MOSCOW (Reuters) – Russia’s Wagner mercenary group has stopped recruiting prisoners to fight in Ukraine, Wagner’s founder Yevgeny Prigozhin said on Thursday.
“The recruitment of prisoners by the Wagner private military company has completely stopped,” Prigozhin said in a response to a request for comment from a Russian media outlet published on social media.
“We are fulfilling all our obligations to those who work for us now,” he said.
Wagner began recruiting prisoners in Russia’s sprawling penal system in summer 2022, with Prigozhin, a catering entrepreneur who served nine years in prison during the Soviet Union, offering convicts a pardon if they survived six months in Ukraine.
Wagner has not provided information on how many convicts joined its ranks, but Russian penal service figures published in November showed the country’s prison population dropping by over 20,000 between August and November, the largest drop in over a decade.

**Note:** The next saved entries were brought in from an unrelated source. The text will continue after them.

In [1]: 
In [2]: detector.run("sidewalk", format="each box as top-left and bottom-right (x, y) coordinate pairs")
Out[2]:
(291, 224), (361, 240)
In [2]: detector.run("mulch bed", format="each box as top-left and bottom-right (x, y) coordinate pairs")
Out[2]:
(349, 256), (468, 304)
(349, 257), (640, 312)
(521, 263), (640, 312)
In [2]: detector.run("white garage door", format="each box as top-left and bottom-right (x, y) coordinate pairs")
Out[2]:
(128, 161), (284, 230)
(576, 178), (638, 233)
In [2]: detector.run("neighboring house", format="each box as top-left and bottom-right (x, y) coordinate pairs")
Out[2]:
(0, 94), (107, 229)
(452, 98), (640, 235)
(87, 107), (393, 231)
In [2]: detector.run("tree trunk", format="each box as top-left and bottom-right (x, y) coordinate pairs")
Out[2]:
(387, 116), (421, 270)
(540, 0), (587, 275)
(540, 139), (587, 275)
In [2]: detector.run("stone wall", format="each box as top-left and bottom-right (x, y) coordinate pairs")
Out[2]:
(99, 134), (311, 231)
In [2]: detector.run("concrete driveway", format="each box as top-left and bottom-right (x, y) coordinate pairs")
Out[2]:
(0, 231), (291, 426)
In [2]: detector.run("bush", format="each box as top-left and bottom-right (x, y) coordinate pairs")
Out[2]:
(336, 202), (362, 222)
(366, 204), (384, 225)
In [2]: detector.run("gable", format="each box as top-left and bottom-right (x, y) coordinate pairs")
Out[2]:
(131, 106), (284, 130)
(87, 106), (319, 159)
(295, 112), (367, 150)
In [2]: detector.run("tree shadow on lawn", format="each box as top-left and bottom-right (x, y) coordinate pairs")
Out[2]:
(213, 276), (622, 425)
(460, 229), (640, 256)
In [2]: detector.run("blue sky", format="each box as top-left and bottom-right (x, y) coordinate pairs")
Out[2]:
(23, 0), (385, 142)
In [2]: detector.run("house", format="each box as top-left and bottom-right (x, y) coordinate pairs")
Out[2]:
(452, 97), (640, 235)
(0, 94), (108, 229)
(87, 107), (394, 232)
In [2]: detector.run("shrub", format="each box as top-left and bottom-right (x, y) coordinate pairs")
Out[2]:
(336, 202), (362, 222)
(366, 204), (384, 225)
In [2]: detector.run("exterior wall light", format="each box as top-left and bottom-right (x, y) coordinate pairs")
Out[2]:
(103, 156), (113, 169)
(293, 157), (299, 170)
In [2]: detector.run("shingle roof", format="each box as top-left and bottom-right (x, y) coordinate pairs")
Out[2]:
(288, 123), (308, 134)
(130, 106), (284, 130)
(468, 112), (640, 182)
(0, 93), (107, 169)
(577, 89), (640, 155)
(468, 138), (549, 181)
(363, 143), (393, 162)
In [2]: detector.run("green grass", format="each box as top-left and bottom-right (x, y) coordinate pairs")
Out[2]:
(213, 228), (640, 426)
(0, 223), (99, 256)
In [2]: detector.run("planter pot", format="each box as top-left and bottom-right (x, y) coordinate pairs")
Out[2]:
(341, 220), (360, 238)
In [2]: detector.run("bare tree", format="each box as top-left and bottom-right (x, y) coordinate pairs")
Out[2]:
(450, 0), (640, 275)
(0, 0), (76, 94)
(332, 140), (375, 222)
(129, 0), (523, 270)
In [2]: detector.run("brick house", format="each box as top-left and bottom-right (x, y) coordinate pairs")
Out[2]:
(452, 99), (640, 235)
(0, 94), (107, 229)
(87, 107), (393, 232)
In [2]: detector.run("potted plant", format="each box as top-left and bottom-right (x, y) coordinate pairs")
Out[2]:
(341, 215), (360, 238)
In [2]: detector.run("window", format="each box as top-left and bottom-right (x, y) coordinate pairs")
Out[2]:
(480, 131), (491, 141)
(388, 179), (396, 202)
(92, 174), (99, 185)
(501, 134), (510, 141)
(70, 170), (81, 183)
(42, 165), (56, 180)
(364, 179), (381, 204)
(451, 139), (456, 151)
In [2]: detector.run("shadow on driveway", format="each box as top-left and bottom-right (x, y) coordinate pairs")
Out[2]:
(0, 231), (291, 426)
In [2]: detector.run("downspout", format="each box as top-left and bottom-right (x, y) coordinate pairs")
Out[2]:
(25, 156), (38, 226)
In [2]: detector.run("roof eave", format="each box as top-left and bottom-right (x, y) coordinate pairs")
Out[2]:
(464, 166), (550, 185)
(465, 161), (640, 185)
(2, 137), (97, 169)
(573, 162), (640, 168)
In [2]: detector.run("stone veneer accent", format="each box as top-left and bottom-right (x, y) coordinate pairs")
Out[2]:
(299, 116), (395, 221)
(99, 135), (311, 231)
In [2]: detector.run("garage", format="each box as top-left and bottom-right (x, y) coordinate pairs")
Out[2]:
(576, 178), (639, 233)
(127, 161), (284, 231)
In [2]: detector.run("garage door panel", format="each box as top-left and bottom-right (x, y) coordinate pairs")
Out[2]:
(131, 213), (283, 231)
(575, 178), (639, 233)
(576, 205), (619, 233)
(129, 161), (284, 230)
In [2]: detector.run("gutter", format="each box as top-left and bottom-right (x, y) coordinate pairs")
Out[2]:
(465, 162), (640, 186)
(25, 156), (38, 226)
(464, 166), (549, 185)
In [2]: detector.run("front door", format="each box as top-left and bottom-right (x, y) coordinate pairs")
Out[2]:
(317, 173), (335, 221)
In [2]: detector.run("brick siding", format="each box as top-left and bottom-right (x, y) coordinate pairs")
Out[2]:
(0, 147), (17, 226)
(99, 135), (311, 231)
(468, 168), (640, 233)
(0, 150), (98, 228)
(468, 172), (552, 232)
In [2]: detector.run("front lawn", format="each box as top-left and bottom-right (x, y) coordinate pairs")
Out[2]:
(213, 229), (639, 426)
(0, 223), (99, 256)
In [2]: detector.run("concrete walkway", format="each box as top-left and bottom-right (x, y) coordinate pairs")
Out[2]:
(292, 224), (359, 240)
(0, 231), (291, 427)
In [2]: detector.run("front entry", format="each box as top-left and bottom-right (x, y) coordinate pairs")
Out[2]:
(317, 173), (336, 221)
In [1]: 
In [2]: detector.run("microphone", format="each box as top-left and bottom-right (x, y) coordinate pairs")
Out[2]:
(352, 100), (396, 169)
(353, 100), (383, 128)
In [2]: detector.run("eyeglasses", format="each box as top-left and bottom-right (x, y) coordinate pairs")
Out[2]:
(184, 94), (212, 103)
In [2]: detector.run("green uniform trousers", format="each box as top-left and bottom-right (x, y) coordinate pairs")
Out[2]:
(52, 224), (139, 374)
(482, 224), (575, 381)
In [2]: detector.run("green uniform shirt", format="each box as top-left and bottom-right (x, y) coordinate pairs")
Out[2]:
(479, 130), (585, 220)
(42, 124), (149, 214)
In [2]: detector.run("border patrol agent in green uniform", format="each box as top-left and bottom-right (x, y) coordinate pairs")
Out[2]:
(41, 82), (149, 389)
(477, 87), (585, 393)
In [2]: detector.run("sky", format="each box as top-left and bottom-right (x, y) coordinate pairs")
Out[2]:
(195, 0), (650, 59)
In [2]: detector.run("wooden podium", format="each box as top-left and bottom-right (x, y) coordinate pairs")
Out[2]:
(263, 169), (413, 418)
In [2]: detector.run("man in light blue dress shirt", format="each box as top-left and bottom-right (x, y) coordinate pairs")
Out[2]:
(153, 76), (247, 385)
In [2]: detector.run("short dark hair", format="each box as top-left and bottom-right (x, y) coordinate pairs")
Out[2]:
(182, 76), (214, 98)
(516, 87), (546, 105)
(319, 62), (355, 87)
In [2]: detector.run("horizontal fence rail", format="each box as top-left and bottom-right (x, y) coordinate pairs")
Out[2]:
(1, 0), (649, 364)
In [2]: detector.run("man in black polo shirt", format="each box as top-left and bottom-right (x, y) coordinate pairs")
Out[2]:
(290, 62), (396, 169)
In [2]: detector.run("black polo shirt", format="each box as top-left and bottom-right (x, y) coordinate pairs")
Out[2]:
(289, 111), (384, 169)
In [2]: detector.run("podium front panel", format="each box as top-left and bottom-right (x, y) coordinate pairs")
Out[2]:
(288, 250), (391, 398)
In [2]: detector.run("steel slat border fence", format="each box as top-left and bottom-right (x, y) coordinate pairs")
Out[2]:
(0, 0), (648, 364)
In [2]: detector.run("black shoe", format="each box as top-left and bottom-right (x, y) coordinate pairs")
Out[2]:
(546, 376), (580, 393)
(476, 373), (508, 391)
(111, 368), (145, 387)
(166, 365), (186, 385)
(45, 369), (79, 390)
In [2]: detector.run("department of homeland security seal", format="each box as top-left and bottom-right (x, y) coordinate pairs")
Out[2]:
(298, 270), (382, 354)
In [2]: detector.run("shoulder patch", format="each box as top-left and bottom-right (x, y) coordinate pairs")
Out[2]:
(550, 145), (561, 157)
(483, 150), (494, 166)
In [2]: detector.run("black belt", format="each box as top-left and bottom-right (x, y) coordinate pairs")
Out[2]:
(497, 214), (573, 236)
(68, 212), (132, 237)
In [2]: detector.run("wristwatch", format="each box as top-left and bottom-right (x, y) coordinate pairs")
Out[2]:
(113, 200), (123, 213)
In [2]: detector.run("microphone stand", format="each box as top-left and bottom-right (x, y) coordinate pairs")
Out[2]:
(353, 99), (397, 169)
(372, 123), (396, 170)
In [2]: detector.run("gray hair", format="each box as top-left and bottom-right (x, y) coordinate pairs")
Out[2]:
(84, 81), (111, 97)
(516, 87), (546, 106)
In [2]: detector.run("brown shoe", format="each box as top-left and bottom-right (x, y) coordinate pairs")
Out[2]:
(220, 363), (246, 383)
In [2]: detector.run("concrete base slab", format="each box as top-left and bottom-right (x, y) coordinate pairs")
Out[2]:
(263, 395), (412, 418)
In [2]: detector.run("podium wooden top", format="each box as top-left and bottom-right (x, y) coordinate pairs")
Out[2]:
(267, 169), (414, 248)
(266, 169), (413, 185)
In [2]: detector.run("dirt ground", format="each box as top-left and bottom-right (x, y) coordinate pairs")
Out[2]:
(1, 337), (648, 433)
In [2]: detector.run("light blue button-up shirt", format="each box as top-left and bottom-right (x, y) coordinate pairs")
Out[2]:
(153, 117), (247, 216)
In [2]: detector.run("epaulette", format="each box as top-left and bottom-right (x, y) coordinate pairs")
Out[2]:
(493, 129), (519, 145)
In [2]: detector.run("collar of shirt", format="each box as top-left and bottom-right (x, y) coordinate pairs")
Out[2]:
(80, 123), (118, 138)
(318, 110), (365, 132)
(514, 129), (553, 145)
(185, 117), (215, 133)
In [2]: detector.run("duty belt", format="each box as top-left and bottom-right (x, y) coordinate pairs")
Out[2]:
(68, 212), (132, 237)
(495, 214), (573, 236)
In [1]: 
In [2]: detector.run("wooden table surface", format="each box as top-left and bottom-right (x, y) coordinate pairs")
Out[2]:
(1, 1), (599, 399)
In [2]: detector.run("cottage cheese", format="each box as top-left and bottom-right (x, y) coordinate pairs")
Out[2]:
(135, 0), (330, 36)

In December, Reuters reported that the U.S. intelligence community believes that Wagner had 40,000 convict fighters deployed in Ukraine, making up the vast majority of the group’s personnel in the country.
The Wagner Group has in recent months played an increasingly prominent role in Russia’s war in Ukraine, with the mercenary force spearheading a months-long assault on the Donetsk region town of Bakhmut.